About secure communication in NetBackup
NetBackup 8.1 and later hosts can communicate with each other only in a secure mode. NetBackup 8.1 hosts must have a Certificate Authority (CA) certificate and a host ID-based certificate for successful communication. NetBackup uses Transport Layer Security (TLS) protocol for host communication where each host needs to present its security certificate and validate the peer host's certificate against the Certificate Authority (CA) certificate.
All control communication (or control channel) between NetBackup hosts are secured using Transport Layer Security (TLS) protocol version 1.2 and X.509 certificates. The NetBackup software uses Control communication to initiate, control, and monitor backup, archive, and restore operations.

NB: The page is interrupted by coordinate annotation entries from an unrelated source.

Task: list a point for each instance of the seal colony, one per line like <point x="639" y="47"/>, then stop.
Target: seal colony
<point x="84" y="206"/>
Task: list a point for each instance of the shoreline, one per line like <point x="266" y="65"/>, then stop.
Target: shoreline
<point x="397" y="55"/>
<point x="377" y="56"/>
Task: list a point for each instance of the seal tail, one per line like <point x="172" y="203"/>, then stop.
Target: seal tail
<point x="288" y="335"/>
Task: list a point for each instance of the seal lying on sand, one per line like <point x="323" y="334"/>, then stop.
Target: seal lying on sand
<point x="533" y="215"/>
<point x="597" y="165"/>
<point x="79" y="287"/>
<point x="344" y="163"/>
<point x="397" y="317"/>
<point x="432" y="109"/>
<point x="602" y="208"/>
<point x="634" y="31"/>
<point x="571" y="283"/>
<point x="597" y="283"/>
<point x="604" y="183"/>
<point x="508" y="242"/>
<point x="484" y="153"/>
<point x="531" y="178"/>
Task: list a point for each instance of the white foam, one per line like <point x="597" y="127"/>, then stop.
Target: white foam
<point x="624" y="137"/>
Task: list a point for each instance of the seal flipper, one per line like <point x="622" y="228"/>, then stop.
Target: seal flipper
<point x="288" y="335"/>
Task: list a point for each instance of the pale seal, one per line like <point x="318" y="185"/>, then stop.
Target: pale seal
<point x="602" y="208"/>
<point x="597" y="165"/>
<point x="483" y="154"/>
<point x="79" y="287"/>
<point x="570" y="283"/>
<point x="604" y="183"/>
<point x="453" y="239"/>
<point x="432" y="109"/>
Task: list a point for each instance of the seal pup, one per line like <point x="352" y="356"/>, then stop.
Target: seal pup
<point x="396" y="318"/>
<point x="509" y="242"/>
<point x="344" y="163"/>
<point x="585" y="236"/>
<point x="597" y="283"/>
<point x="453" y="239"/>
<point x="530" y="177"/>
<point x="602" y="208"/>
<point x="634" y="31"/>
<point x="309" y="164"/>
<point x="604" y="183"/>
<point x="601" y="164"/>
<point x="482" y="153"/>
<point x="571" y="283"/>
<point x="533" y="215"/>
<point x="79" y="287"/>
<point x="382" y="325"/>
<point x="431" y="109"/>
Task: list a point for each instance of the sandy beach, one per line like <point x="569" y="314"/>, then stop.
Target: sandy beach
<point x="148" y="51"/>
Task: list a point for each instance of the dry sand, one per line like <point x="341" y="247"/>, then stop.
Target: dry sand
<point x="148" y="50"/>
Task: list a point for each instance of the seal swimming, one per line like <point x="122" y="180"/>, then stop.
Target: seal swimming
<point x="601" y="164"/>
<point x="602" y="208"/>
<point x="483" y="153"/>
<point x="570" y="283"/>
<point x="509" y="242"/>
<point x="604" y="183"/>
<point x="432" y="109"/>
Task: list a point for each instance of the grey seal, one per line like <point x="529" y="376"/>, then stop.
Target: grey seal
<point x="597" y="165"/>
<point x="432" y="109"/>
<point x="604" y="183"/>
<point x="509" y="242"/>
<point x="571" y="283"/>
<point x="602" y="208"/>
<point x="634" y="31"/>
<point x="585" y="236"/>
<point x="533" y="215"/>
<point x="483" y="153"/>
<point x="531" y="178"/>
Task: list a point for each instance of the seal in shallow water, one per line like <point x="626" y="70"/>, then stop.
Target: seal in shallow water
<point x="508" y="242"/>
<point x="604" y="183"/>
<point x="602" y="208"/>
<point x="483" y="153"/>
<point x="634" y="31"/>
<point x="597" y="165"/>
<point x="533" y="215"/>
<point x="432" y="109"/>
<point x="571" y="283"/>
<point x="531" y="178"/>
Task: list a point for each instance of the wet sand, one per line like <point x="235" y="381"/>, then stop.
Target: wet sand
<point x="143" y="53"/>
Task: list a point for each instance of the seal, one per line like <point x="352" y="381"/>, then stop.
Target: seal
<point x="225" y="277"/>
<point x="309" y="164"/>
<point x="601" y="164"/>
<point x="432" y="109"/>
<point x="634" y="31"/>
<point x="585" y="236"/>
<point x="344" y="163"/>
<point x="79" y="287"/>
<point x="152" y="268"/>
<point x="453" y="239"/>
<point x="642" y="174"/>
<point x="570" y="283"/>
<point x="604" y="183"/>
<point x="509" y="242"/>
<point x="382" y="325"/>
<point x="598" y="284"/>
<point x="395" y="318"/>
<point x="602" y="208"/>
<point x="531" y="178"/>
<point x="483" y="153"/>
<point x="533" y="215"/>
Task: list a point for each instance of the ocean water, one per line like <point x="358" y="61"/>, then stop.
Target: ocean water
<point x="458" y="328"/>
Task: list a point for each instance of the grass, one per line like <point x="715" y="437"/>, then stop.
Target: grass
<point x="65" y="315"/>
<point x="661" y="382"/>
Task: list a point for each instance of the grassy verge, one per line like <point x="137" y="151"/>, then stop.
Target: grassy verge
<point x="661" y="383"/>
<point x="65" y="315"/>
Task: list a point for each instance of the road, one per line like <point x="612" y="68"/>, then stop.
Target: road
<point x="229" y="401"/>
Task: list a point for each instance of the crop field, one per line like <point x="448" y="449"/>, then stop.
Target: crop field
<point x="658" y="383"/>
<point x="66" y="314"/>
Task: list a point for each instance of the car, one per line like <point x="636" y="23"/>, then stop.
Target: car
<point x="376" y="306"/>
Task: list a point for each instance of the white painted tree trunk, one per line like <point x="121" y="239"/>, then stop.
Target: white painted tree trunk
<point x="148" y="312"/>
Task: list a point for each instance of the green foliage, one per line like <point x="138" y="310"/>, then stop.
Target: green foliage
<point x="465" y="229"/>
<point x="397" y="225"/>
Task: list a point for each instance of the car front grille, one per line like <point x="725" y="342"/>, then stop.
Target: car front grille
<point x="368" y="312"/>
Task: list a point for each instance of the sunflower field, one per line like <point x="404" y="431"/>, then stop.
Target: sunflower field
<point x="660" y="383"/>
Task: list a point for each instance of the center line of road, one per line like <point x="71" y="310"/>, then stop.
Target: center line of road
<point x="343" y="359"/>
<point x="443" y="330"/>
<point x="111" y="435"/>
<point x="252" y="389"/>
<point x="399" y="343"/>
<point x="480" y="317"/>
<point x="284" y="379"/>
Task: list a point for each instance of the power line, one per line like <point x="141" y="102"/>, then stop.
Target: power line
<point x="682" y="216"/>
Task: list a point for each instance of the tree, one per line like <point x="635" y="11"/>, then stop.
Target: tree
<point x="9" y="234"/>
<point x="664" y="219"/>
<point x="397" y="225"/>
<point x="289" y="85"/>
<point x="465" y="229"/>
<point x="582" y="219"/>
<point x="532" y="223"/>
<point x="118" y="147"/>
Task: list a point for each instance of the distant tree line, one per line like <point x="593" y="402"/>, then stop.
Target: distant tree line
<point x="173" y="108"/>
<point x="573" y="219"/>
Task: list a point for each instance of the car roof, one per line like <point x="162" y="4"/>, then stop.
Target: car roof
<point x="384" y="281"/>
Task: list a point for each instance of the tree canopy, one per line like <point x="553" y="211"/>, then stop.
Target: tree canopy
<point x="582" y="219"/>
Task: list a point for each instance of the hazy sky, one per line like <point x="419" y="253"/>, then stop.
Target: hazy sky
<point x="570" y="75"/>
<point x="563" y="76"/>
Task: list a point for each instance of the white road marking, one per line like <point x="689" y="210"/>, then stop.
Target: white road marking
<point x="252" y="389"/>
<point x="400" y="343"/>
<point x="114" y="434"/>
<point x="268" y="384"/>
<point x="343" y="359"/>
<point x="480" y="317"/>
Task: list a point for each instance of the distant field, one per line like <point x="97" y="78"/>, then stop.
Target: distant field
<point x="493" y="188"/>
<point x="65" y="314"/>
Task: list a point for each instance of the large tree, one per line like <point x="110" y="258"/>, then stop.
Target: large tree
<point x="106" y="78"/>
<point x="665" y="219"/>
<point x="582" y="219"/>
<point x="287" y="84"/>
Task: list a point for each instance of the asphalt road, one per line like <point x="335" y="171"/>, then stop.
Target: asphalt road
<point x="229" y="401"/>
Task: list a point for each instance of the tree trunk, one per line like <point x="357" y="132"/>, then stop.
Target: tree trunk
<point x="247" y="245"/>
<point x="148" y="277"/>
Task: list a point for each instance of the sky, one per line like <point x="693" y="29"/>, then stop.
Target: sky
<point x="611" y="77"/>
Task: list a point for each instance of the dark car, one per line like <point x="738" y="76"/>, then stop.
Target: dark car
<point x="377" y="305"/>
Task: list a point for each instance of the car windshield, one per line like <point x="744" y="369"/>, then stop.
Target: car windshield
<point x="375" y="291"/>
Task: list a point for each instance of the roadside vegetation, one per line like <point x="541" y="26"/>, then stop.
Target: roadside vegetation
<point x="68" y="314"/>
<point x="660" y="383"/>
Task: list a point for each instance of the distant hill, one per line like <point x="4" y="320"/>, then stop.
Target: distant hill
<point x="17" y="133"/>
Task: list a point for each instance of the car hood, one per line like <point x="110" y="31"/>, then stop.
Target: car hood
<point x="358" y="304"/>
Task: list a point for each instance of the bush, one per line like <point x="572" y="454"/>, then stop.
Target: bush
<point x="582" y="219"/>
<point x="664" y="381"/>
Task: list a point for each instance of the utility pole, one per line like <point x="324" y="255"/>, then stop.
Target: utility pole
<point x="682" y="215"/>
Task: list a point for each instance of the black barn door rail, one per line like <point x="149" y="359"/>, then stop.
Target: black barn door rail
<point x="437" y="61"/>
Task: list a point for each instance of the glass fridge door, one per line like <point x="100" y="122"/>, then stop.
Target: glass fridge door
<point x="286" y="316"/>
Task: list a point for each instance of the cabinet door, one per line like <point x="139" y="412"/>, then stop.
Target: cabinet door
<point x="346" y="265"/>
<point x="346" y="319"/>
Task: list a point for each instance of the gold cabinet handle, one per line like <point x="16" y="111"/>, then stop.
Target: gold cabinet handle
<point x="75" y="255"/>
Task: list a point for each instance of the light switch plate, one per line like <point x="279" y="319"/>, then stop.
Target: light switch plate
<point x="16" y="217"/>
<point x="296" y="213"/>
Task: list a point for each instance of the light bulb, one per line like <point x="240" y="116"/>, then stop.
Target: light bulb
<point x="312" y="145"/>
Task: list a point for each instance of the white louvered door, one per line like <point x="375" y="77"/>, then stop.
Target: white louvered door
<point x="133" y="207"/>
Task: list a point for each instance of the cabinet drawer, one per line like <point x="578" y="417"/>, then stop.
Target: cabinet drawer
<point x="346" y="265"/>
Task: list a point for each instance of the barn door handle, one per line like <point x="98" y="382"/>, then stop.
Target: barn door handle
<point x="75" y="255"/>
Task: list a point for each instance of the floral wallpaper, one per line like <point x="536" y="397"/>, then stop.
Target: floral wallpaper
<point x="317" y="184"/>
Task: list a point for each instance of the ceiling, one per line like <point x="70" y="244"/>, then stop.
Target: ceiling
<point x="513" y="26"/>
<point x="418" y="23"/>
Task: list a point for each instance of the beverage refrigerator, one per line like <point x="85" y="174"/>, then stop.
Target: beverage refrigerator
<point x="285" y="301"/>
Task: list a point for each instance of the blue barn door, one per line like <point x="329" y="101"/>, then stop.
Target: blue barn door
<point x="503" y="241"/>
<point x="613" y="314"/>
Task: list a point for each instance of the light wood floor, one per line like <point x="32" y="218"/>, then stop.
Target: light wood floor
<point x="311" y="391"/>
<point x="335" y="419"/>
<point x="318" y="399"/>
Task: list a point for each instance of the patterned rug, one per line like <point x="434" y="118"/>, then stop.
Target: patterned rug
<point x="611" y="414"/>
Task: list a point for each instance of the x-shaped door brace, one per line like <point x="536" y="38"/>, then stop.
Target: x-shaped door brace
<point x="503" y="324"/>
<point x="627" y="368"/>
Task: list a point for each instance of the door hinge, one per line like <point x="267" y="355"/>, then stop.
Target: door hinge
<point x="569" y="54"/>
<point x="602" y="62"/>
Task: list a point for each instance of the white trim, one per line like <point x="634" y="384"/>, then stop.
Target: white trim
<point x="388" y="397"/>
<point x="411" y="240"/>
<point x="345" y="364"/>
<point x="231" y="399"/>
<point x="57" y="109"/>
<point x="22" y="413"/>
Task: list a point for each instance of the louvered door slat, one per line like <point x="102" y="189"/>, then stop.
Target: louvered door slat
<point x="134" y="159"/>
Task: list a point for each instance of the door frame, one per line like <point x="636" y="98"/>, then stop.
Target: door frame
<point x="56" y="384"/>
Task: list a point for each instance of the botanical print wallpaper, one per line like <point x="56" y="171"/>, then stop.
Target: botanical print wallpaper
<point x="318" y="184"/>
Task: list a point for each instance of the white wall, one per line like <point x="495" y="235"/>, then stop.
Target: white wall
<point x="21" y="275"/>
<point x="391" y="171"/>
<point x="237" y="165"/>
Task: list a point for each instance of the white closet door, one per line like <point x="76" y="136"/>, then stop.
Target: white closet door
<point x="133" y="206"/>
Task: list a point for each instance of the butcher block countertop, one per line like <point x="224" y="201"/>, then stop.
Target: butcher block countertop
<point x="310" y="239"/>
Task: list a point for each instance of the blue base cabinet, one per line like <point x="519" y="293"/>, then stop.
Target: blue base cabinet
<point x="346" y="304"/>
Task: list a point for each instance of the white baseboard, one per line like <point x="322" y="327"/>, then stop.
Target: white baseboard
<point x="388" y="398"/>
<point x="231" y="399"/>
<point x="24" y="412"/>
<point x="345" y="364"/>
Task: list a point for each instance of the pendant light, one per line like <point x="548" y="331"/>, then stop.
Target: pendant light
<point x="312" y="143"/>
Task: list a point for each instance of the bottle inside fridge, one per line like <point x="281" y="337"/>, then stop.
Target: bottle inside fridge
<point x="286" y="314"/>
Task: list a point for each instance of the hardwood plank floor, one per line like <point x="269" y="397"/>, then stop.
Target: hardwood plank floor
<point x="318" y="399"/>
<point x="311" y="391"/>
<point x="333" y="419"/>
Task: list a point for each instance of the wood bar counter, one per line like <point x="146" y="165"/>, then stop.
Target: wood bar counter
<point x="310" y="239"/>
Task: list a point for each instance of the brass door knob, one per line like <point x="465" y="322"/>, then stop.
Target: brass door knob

Data communication consists of the data that is backed up using NetBackup. The security policies require the Backup Administrators to ensure that the channel on which NetBackup clients send metadata and data to NetBackup servers be secure. In NetBackup 10.0 and later, the backup images and metadata are encrypted over the wire by secure communications. This feature is referred to as Data Channel Encryption or Data In-Transit Encryption (DTE).
The following channels are classified as data channels:
Tar stream (client to media server): This channel is the channel over which the tar or the data stream flows between the client and the media server. During a backup operation, the media server receives the data from the client and sends it to storage (for example, by an OST plug-in). The direction is reversed during a restore.
Tar stream (media server to media server): This channel is used during duplication.
Catalog Info (client to media server): This channel is the channel over which the catalog information and control commands flow between the client and the media server. The amount of data that is transmitted over this channel is proportional to the number of files and directories that are part of the backup. The media server sends the catalog information that is received from the client to the primary server.
Catalog Info (media server to primary server): This channel is the channel over which the catalog information flows from the media server to the primary server.
Secure communication settings are available in Settings > Global security.
See Adding host ID to host name mappings.
See About global security settings.
See About secure communication settings.
See About disaster recovery settings.
Two commands, nbhostmgmt and nbhostidentity, along with enhancements to nbcertcmd and nbseccmd, provide options to manage certificate deployment and other security settings.